Column name	Description
Gene symbol	Gene symbol (as appears on MGI)
Gene name	Name of the gene (as appears on MGI)
MGI ID	Unique ID number given to each gene by MGI
Phenotype	Phenotype implicated in gene’s loss of function (e.g., knockout), unless specified otherwise
Mouse phenotype	Unique ID number given to each phenotype by MGI
Source	ID number (from MGI or PubMed) of study/publication detailing the phenotype observed in the gene’s loss of function

Identifying a Comprehensive Catalog of Cerebellar Human Disorders and Associated Loci

We then compiled a catalog of human disorders with cerebellar phenotypes and associated genomic loci.

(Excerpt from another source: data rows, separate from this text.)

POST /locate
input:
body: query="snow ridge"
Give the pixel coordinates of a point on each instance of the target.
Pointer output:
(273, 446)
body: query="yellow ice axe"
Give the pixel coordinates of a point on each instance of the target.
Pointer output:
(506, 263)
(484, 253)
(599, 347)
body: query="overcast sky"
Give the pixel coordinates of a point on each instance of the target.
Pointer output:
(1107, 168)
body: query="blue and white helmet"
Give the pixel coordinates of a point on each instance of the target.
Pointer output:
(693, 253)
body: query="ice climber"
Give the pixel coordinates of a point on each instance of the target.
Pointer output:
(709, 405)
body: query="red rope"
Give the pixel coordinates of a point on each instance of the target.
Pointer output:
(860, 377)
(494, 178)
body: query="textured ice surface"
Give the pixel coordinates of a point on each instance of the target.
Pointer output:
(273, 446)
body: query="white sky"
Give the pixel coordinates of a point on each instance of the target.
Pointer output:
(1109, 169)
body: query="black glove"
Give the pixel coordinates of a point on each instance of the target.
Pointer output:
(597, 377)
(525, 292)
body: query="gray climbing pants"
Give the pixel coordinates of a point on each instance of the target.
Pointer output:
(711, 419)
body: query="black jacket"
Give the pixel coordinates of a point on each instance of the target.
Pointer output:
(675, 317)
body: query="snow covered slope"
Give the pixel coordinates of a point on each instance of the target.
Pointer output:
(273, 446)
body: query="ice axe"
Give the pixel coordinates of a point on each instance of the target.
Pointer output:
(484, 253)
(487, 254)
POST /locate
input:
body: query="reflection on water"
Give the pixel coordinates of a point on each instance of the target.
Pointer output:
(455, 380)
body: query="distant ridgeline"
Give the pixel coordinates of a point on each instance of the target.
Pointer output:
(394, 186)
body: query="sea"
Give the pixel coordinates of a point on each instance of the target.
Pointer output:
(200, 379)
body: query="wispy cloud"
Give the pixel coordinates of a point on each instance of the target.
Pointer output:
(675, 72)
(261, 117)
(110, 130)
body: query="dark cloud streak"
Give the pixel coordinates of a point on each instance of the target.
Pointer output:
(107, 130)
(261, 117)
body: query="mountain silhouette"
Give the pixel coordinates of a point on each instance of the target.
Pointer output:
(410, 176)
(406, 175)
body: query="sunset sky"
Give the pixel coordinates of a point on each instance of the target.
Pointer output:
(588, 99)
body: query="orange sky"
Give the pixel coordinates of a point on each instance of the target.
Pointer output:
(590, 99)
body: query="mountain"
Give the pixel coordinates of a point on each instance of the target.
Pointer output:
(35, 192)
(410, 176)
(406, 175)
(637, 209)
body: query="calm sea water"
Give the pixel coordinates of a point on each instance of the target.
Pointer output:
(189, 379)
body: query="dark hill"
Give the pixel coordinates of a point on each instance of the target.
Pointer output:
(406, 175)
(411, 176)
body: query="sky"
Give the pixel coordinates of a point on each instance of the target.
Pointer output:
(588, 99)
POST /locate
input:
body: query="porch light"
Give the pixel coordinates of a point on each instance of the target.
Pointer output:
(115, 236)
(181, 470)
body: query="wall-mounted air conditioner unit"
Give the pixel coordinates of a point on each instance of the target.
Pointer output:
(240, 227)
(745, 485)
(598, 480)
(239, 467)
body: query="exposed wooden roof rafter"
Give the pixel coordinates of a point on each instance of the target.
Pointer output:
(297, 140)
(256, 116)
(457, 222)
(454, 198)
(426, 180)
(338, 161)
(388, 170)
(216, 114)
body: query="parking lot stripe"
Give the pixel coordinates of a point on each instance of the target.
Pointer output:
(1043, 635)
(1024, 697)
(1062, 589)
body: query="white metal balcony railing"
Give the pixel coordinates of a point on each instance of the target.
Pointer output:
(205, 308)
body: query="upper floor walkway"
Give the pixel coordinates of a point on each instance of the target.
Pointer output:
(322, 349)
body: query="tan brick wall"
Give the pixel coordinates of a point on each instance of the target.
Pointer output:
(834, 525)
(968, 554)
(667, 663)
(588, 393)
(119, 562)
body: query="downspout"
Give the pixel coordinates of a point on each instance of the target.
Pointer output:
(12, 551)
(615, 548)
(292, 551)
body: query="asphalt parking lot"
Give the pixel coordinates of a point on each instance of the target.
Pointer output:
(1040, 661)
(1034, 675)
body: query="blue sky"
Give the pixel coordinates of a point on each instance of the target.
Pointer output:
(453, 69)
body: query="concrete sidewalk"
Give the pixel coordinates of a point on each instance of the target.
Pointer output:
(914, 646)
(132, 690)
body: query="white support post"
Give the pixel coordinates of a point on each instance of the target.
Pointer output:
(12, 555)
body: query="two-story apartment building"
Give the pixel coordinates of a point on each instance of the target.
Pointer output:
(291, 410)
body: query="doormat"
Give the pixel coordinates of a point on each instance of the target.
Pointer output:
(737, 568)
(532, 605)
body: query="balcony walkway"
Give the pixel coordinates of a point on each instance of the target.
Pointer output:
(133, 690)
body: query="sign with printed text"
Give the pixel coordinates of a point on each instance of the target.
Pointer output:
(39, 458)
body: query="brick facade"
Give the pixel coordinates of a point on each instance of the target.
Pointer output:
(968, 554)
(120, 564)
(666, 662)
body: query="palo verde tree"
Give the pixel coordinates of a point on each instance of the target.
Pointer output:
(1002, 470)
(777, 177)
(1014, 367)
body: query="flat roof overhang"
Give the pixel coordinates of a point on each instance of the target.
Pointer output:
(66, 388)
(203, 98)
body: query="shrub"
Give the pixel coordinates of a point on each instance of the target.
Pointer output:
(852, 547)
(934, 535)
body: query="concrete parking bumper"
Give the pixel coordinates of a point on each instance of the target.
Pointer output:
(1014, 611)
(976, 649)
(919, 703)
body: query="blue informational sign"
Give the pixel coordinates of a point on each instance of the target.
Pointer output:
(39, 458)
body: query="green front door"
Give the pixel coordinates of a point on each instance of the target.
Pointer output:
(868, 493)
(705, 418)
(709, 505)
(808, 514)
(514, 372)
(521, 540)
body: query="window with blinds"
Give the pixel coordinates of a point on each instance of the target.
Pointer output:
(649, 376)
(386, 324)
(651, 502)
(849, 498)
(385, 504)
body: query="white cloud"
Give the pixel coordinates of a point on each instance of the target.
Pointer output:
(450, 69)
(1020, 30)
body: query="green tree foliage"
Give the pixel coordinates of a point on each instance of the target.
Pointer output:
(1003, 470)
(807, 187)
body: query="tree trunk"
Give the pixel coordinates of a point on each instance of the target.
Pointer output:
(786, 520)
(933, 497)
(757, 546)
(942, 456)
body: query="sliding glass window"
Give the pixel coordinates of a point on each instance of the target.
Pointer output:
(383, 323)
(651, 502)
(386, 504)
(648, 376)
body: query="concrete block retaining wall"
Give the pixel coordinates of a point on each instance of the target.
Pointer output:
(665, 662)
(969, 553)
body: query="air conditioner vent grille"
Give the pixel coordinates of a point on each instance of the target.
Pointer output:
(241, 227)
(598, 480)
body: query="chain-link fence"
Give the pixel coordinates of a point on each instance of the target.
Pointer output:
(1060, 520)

To do so, we searched the Online Mendelian Inheritance in Man (OMIM) database (https://omim.org/) to identify any disorders with a cerebellar phenotype described in the clinical synopsis. Additionally, we retrieved information on any loci that have been previously associated with these disorders. We identified 682 human disorders involving a cerebellar phenotype associated with 630 mutant loci that result in a cerebellar phenotype in humans. As validation for our approach, we identified several well-known human disorders with cerebellar phenotypes such as Joubert syndrome, Dandy-Walker syndrome, and spinocerebellar and Friedreich ataxias [25]. We also opted to include disorders with evidence of pleiotropy, in which the cerebellar abnormalities were one of several phenotypes.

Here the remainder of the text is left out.